[openstack-dev] [nova][service group]improve host state detection

2014-04-28 Thread Jiangying (Jenny)
Nova now can detect host unreachable. But it fails to make out host isolation, 
host dead and nova compute service down. When host unreachable is reported, 
users have to find out the exact state by himself and then take the appropriate 
measure to recover. Therefore we'd like to improve the host detection for nova.

Currently the service group API factors out the host detection and makes it a 
set of abstract internal APIs with a pluggable backend implementation. The 
backend we designed is as follows:

A detection central agent is introduced. When a member joins into the service 
group, the member host starts to send network heartbeat to the central agent 
and writes timestamp in shared storage periodically. When the central agent 
stops receiving the network heartbeats from a member, it pings the member and 
checks the storage heartbeat before declaring the host to have failed.

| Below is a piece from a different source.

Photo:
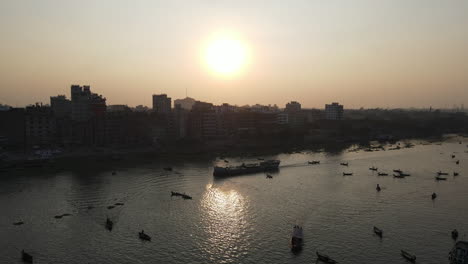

network heartbeat|network ping|storage heartbeat| state  | reason
|-||---|--
OK   |  - |-| Running | -
  Not OK |   Not OK   | Not OK  | Dead   | hardware 
failure/abnormal host shut down
  Not OK | OK | Not OK  | Service unreachable| service 
process crashed
  Not OK |   Not OK   |   OK| Isolated   | network 
unreachable

Based on the state recognition table, nova can discern the exact host state and 
assign the reasons.

Thoughts?

Jenny

___
OpenStack-dev mailing list
OpenStack-dev@lists.openstack.org
http://lists.openstack.org/cgi-bin/mailman/listinfo/openstack-dev


Re: [openstack-dev] [nova][service group]improve host state detection

2014-04-28 Thread John Garbutt
On 28 April 2014 13:30, Jiangying (Jenny)  wrote:
> Nova now can detect host unreachable. But it fails to make out host
> isolation, host dead and nova compute service down. When host unreachable is
> reported, users have to find out the exact state by himself and then take
> the appropriate measure to recover. Therefore we’d like to improve the host
> detection for nova.
>
> Currently the service group API factors out the host detection and makes it
> a set of abstract internal APIs with a pluggable backend implementation. The
> backend we designed is as follows:
>
> A detection central agent is introduced. When a member joins into the
> service group, the member host starts to send network heartbeat to the
> central agent and writes timestamp in shared storage periodically. When the
> central agent stops receiving the network heartbeats from a member, it pings
> the member and checks the storage heartbeat before declaring the host to
> have failed.
>
> 
>
> network heartbeat|network ping|storage heartbeat| state  | reason
>
> |-||---|--
>
> OK   |  - |-| Running | -
>
>   Not OK |   Not OK   | Not OK  | Dead   |
> hardware failure/abnormal host shut down
>
>   Not OK | OK | Not OK  | Service unreachable|
> service process crashed
>
>   Not OK |   Not OK   |   OK| Isolated   |
> network unreachable
>
> 
>
> Based on the state recognition table, nova can discern the exact host state
> and assign the reasons.
>
> Thoughts?

I don't think Nova should try to include functionality that
re-implements other good monitoring tools (Nagios, etc)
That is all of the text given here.